教育分野では、新規事業として、公立中学校に通う3年生を対象に英語検定の実施、進路選択する中学3年生へのインフルエンザ予防接種費用の全額支援、継続事業として小学4年生以上の希望者に土曜授業日の午後に公民館等で学習会を開く「日高塾」の実施、児童生徒を対象とした自転車用ヘルメット購入の支援や着用促進。

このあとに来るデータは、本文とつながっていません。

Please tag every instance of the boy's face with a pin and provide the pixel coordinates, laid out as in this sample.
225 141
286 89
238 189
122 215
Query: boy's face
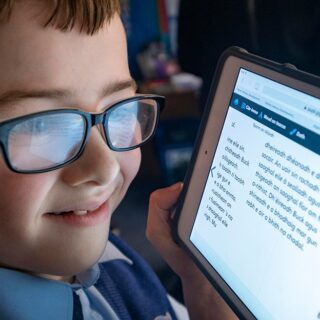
56 70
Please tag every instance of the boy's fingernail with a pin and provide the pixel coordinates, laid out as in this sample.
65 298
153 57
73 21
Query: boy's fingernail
176 186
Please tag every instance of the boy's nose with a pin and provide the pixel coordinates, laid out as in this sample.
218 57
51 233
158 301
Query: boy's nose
97 164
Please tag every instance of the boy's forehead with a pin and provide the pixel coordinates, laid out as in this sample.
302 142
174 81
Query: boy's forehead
34 53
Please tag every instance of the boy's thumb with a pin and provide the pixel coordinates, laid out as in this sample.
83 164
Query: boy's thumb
164 199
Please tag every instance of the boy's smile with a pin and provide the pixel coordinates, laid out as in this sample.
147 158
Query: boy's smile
57 223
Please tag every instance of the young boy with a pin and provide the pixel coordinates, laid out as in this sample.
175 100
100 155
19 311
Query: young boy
70 129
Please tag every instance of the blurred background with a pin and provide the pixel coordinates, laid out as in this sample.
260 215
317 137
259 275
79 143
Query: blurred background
173 48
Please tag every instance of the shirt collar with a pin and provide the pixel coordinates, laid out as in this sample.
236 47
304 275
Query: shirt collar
28 296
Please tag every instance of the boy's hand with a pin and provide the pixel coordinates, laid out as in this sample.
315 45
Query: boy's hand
202 301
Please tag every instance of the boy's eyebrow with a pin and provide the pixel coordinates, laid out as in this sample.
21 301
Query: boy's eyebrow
16 95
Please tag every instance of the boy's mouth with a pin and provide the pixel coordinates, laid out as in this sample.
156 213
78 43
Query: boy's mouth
81 217
76 212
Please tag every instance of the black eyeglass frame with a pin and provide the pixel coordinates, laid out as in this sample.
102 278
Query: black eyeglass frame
91 119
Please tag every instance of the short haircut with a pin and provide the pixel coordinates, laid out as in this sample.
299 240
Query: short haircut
64 14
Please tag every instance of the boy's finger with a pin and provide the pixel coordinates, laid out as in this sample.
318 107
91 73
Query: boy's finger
162 200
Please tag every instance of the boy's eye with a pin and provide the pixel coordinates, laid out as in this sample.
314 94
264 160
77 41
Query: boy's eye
32 126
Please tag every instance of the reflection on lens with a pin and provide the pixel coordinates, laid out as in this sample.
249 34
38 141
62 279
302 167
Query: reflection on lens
45 141
132 123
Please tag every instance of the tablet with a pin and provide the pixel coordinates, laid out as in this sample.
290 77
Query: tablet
249 213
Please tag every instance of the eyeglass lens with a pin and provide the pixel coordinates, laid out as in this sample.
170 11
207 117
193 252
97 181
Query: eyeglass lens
49 140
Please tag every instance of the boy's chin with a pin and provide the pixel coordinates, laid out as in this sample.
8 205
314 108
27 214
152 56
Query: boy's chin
63 265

定住促進や住環境の向上に関しては、新規事業として市の魅力を伝えるためのプロモーション動画を制作しPRする「シティプロモーション」の実施、継続事業として高麗郷一帯を自然体験、歴史学習、健康増進の機会を提供する場としてPRする「遠足の聖地プロジェクト」の実施、空き家・空き地バンク運営を通じて空き家等の有効活用を促す空き家対策の推進、市内に住む親世帯との同居・近居を行う子世帯の住宅取得費を最大100万円支援する「同居近居促進事業」、新婚世帯が市内を転入した際の引越費用の一部を支援する「新婚ウエルカム住まいる事業」、結婚を希望する人を応援するための婚活イベントの開催など。
また、人口減少に対応し、生活機能を確保しながら安心して暮らすことのできるコンパクトなまちづくりを進める「コンパクトシティプラスネットワーク」を実現するための計画策定を進めるとしている。